Sep 24 2010   1:21PM GMT

Facebook is the Latest Organization to Get Tripped Up By Change



Posted by: Guest Author
Networking

Today’s guest post brought to us by Matt Gowarty.

Facebook going down for a few hours may have caused a spike in employee productivity.

But the culprit in this event shines a bright light on the biggest problem for IT teams worldwide—change. A Facebook blog post references “Today we made a change to the persistent copy of a configuration value that was interpreted as invalid” which caused the performance impact for over 2.5 hours.

When dealing with network change and configurations, organizations must be more proactive in the testing, validating and monitoring the ongoing status of both the critical network infrastructure (routers, switches, firewalls, etc.) as well as the Web services (applications, databases and servers). In fact, analyst reports show approximately 2/3rds of network performance issues are tied to change.

Too often, organizations spend the majority of time and resources focusing on the “outside attack” or employees with malicious intent to harm the organization. The Facebook example highlights by far the biggest issue for enterprises worldwide—a change made with the best intentions can often yield unintended and damaging consequences. For most IT organizations, simple changes are often the hardest to find and troubleshoot. Even with some of the most advanced network and application development capabilities and IT staff, the entire Facebook community was brought to its knees for more than two hours.

Tony Bradley from PCWorld highlighted the impact. “The Facebook outage was caused by implementing a configuration value on the live Web site without proper testing and validation. Had Facebook tested the new configuration value in a lab environment designed to mirror the real-world database cluster, it should have identified the problem with the new configuration value, and the error loop that caused this problem before allowing it to take the entire Facebook site offline.”

While this problem was extremely painful for Facebook and its users, it appears to have been an easy problem to detect because the change caused an immediate problem. The IT staff probably identified the culprit relatively quickly. The lengthy time and effort troubleshooting the issue was due to the extent of the issue. For many organizations, the potential change and configuration errors that lurk in the network for days, weeks or months are the issues that typically cause the biggest headaches for most IT shops.

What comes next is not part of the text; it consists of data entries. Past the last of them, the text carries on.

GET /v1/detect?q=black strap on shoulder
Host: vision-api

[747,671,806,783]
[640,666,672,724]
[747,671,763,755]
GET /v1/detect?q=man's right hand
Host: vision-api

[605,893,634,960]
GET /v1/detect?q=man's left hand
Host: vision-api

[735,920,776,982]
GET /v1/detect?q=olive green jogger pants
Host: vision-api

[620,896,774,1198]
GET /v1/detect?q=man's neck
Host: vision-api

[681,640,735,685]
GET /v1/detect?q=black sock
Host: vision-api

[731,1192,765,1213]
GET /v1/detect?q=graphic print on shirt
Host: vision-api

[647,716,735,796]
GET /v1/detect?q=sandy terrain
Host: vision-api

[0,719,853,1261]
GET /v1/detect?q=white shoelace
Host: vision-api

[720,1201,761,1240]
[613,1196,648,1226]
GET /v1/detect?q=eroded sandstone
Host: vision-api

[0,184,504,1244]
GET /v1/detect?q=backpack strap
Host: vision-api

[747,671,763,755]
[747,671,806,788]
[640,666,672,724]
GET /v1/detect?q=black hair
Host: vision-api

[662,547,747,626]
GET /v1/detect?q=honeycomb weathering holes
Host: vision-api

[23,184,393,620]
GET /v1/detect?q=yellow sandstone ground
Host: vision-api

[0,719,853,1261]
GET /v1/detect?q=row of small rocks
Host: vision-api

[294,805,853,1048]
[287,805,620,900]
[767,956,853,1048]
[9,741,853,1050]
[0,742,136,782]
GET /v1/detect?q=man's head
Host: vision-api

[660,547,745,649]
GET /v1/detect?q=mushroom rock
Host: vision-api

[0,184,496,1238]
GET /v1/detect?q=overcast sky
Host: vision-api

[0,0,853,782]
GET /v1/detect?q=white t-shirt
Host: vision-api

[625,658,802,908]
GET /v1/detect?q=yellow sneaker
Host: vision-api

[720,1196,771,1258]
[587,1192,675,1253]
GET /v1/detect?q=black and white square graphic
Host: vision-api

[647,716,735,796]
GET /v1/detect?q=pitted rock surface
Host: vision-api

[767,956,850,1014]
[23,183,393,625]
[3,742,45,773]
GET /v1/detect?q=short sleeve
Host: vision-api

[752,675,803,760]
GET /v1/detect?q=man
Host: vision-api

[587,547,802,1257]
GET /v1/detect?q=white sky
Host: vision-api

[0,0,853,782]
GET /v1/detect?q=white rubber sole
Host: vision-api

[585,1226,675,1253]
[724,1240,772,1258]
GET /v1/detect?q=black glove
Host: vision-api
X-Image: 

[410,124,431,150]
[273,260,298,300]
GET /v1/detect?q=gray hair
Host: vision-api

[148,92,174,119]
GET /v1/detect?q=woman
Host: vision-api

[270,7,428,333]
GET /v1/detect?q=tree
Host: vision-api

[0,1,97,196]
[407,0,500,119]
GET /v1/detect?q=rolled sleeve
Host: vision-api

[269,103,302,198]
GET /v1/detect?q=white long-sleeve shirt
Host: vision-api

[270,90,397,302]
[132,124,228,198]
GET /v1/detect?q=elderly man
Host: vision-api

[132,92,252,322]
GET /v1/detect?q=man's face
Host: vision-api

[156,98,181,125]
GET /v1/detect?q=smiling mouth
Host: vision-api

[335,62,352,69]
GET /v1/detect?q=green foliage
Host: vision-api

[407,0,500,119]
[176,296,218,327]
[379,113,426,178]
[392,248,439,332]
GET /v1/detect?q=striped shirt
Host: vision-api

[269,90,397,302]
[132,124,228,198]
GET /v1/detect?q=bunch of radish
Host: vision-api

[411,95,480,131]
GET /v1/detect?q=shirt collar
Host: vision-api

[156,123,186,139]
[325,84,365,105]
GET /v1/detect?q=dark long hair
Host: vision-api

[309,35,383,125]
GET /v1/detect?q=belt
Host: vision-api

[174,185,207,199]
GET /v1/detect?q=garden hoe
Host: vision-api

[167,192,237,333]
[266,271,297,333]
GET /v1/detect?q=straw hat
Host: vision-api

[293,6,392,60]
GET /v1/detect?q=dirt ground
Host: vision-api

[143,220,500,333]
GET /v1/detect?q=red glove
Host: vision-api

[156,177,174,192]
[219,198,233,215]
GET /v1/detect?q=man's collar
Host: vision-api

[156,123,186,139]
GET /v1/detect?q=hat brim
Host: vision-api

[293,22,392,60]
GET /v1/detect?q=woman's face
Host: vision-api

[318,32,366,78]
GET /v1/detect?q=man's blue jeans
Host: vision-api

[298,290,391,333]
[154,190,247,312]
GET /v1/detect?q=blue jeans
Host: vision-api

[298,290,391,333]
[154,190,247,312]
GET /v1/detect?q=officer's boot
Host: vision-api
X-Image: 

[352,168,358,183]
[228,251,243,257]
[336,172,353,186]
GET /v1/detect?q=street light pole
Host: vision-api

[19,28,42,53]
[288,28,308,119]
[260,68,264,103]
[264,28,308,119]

These issues are the most complex because it takes another event, change or configuration issue to cause enough of a reaction for end-users to experience pain or monitoring tools to trip a threshold. The time and effort to find and solve these problems are exponentially longer because the initial culprit was hiding for days or weeks and it took another event to cause the pain to show up. It’s times like these that force IT and networking teams to spend days or weeks trying the siphon though all of the changes that may have occurred over the past days or weeks to trigger the failing event.

Using Facebook’s issue as the example, how long do you think it would have taken to find the problem if the change occurred last month and was a suboptimal setting that didn’t cause the problem right away? The odds are it would have been much longer than a few hours. I’d estimate it would have taken days or weeks to find the change related issue within the network infrastructure of a company the size of Facebook.

The silver lining—if Facebook should go down again in the next few months and you can’t update your status every few hours, you’ll have more time to fine tune your fantasy football team—oops, I mean work on that critical project for your boss.